Eddie peered into the hutch, saw Martin’s streaked face, brown fingers. He saw himself in Martin’s eyes, the desperation, the need, the regret.
“Let’s take turns, then,” Eddie said.
They dug all morning, layer after layer of earth coming out of the hutch. The sweat and exertion made Eddie drive harder, grateful for the feeling of doing something, watching the hole grow. Martin, on the other hand, seemed to grow more agitated and less committed with every turn. As the sun began its slide toward the west horizon, Martin emerged from the hutch with defeat hanging off his face, pulling on his shoulders.
“Nothing,” he said. He planted his knuckles at his waist and tilted his head to the sky.
Eddie wondered if he was having a few choice words with whatever higher power he believed in. He knew that look, knew that talk. He’d had them both out here at least a hundred times.
“Let me have one last go,” Eddie said, and was squeezing through the propped door before Martin could disagree. He dug like a man possessed, chipping away at harder ground with the sharp end of a rock. A chunk of dirt broke off, and he pulled it away. Beneath it, something silver caught his eye. He reached into the soil, not daring to hope, unwilling to alert Martin until he was sure. The first object was a silver spoon, the kind used to ladle soup or punch. He set it in his lap, then felt around the fresh hole with numb fingers, unearthing several silver coins. He brushed the dirt off of one well enough to read the year: 1980. Old, but not remarkably so.

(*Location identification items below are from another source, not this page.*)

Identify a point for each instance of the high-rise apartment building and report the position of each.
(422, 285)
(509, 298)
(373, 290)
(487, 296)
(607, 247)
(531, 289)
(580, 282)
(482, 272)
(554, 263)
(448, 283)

He breathed out a sigh and rocked back on his heels, his bad knee throbbing for want to stand. One more go, he told himself, and reached inside again, tilling the earth with his hands. Something round and hard passed between his fingers, and he plucked it from the dirt. The piece of silver was like the threaded end of a screw, but on its head was a dished, metal plate. He’d seen these before, a decade before, when Hazel started learning how to play a violin. It was a tuning peg she used to change the tension on the string. Nine years old, and she’d had to teach Eddie how to do it.